NumPy: where we are and where we want to be
Matti Picus (mentioned earlier), is one of the two full-time programmers employed to develop NumPy. According to Matti, the project’s main effort is on compatibility with other libraries such as sklearn (see above) and Dask. These improvements will provide several useful features such as native support of categorical data types in sklearn, and special value for “missing data” (currently, categories are encoded as integers, and missing values are encoded as special values).
According to Matti, the team’s priorities are determined by community demand, as is tracked in the NumPy issue tracker. That is why we are all encouraged to fill bug reports.
Parallelization
There were two tutorials devoted to parallel processing. You may find them here and here. These are interesting tutorials that demonstrate, among other things, how to use Python’s native multiprocessing, the joblib package, and Dask.
BoostCat — better boosted trees with categorical variables
In this talk, Anna Veronika Dorogush from Yandex demonstrated an open source classification library. The library has visualizing and diagnostic functions. According to most of the benchmarks that we saw (surprise!!!) boostcat demonstrated faster training and prediction times.

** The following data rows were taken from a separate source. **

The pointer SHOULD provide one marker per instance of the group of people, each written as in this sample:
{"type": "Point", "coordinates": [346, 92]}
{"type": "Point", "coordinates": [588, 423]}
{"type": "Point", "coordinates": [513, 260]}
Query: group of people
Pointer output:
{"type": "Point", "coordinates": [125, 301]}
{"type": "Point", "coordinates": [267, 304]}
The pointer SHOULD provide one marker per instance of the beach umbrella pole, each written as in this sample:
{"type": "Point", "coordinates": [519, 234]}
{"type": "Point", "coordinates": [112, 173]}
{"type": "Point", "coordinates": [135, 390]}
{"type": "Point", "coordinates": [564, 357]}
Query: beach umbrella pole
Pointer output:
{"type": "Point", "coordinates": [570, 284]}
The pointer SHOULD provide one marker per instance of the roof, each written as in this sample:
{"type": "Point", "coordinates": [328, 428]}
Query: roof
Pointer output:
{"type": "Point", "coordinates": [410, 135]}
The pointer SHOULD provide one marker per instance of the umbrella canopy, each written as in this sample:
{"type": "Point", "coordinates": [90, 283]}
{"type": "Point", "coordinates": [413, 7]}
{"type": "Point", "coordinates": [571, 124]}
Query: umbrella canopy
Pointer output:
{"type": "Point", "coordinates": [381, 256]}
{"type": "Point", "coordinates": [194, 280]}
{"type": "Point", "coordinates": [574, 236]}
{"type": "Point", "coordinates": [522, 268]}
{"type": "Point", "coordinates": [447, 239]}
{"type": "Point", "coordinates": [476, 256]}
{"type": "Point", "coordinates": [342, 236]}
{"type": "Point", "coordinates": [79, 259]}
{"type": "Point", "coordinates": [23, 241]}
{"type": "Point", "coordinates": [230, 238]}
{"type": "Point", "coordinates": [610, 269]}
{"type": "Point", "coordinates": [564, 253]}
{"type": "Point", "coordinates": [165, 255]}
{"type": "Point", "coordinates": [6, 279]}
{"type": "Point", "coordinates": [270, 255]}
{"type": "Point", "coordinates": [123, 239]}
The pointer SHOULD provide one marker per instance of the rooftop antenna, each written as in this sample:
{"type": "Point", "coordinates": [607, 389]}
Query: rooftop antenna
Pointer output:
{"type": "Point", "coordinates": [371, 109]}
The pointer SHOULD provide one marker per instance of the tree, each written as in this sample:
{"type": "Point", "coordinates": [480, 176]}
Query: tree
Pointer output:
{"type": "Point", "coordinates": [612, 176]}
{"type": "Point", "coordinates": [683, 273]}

Closing the gap with data classes
Data classes are a cool way to define “data classes” (duh) — a class that is meant mainly to store data but still needs object functionality. Formally speaking, a data class is a regular class with several “magic” functions that are auto-generated by a decorator. These function include init, repr, and others. Data classes exist in the standard Python library since 3.7 but can be installed as a package in 3.6.
Final words
EuroSciPy 2018 was an excellent experience for me, and from what I understand, for many more attendees. I’m grateful to the organizers for this wonderful conference.